Klias Forest Reserve | |
Iucn Category: | Ia |
Map: | Borneo |
Label: | Klias Forest Reserve |
Label Position: | right |
Location: | Sabah, Malaysia |
Nearest City: | Beaufort, Beaufort District |
Coordinates: | 5.2936°N 115.6305°W |
Area Km2: | 36.3 |
Established: | 1984 |
Governing Body: | Sabah Forestry Department |
Klias Forest Reserve is a protected forest reserve on the Klias Peninsula, in Beaufort District of Interior Division, Sabah, Malaysia. It was designated as a Class 1 Protection Forest by the Sabah Forestry Department in 1984. Its area is 3630ha. The reserve is mostly flat, consisting mainly of peat swamp forest, with a small area of mangroves. The peat forests within this reserve, along with those in the nearby Binsuluk Forest Reserve, are the last peat forests in Sabah.
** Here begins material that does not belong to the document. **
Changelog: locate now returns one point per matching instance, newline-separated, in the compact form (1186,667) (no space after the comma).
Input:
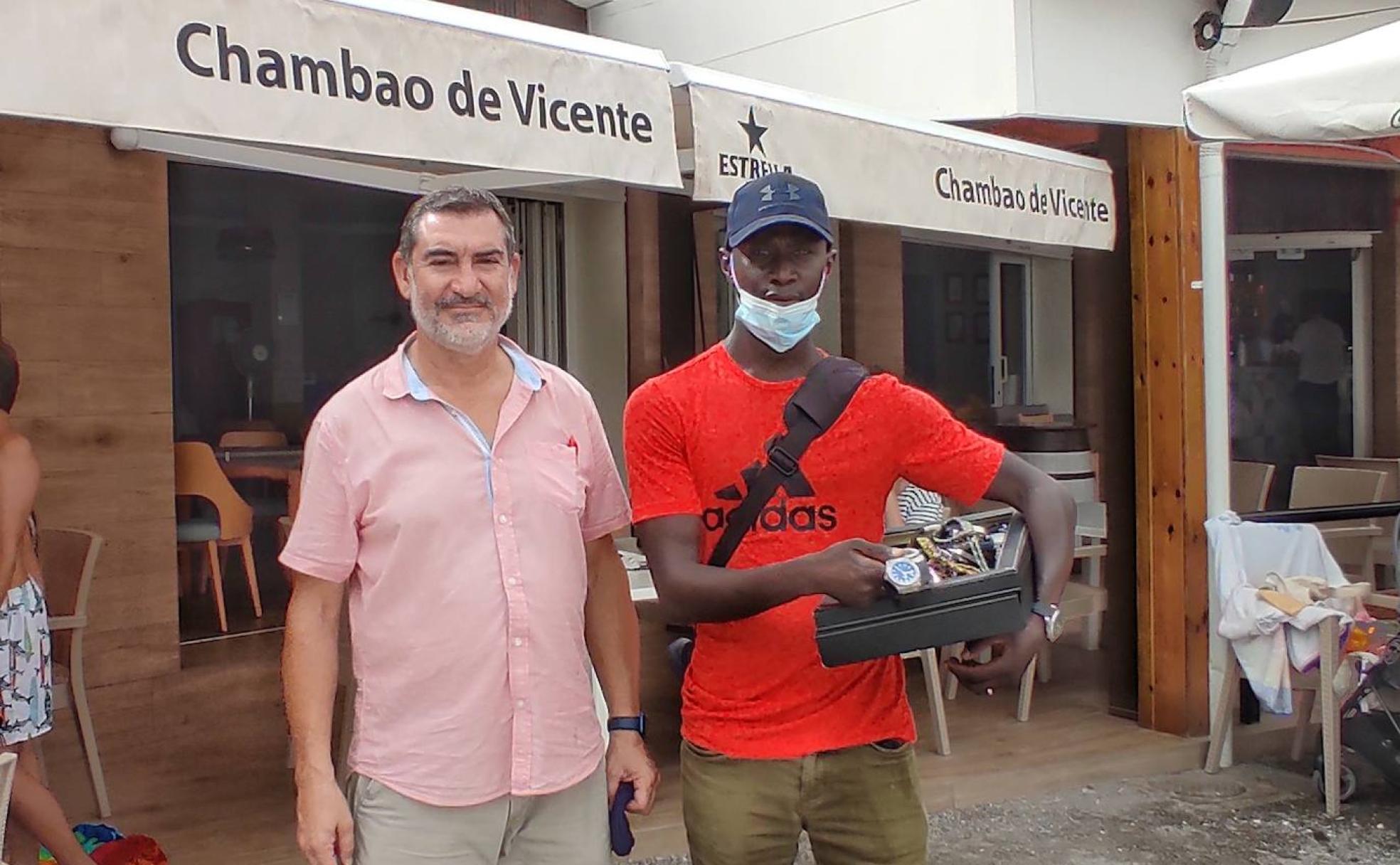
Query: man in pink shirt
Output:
(465,496)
Being mostly peat forest, the reserve faces high fire risks. Large fires occurred in 1997–98, burning about 10% of the Klias Reserve. In 2016 large fires in peat bogs, which spread to Klias and other forest reserves from nearby open burning, contributed to the 2016 Malaysian haze.
Klias and Binsuluk Forest Reserves are within the Klias Peninsula Important Bird Area (IBA). The IBA has a combined species richness of at least 134 identified tree species. Four species of Nepenthes pitcher plants have been recorded in the IBA. Resident tree species include Dryobalanops rappa, Madhuca motleyana, Shorea platycarpa, Dactylocladus stenostachys and Gonystylus bancanus.
Klias Forest Reserve is home to threatened mammals including banded palm civet, pig-tailed macaque, proboscis monkey, sambar deer, Bornean bearded pig, mousedeer and the critically endangered Sunda pangolin. Bird life in the reserve includes the hook-billed bulbul, whose Sabah range is confined to the Klias Peninsula, and the rare species grey-breasted babbler and scarlet-breasted flowerpecker. Five amphibians inhabit the IBA: Hoplobathracus rogulosa, Rana erythraea, Rana glandulosa, Polypedates coletti and Polypedates leucomystax. 66 butterfly species have been discovered within the peat forests.